Level Up will share promising practices and support policies that better prepare high school students for college, especially among low-income families and those who are the first in their families to attend college.
Too often, high school students have aspirations to go to college but upon graduation are not ready for college-level work. Reducing that gap requires closer collaboration between K-12, higher education and other stakeholders, said Matt Gandal, president of the Education Strategy Group.
“It’s easier to stay in our lanes,” he said at an event Friday in Washington, D.C., to kick off the campaign. “But staying in our lanes won’t help students.”

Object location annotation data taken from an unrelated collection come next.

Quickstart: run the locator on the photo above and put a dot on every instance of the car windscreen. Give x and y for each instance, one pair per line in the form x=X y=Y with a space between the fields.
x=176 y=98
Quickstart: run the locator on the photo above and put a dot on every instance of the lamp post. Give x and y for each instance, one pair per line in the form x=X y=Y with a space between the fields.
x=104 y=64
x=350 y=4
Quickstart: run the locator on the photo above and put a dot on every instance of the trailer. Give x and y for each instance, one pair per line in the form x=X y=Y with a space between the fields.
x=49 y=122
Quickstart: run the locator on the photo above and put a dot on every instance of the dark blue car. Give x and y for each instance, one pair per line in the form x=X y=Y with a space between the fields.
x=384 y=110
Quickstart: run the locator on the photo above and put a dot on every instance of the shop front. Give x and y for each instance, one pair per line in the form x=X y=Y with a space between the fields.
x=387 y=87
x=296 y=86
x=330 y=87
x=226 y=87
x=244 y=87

Expectations, transitions, support
Organizers said the campaign will focus on three key areas: aligning expectations, facilitating seamless transitions and extending navigational support. A new website provides recommendations to improve student success in each of those areas, such as simplifying the federal student aid application process, providing more opportunities for students to earn college credit while still in high school, and rethinking developmental education, among others.
One program featured on the website was Miami Dade College’s (MDC) pre-college advising program, which is a comprehensive series of programs, activities and counseling sessions that guide students, even before they enter college.
“It has to be a holistic approach,” MDC President Eduardo Padrón said at Friday’s event. He noted that it is critical for colleges to develop close relationships with K-12, especially with principals.
MDC brings its advisors to schools and shares its resources with them, Padrón said. The college also has developed faculty-to-faculty workshops between K-12 and college faculty to ensure curricula is aligned, especially in math and English.
“It takes a team that’s really committed,” Padrón said.
MDC also uses peer-to-peer recruitment. MDC students serve as college ambassadors and return to their former high schools to share their experiences and to provide advice, such as applying for student aid.
“This is probably more effective than anything that we do,” Padrón said.
Friday’s event also featured a panel of local college students who participated in a program that guided them from high school through college. The Achieving Collegiate Excellence and Success program is a partnership among Montgomery College, Montgomery public schools and Universities of Shady Grove, a unique regional higher education center with outposts operated at several state universities.
Students in the program are paired with coaches who help them navigate college, from enrolling at the college and selecting courses, to applying for student aid and transferring credits to a four-year institution.
Rifa Ariella, a first-generation student at Montgomery College studying communications, noted that when she learns about new resources that help her through college, she shares them with family and friends, many of whom also are first-generation college students.
“It’s comforting to know we can pass that knowledge around,” she said.
College/K-12 leaders meeting: The American Association of Community Colleges and AASA, The School Superintendents Association, will host a meeting of community college and K-12 leaders March 24–25 in Washington, D.C., to discuss college and career readiness.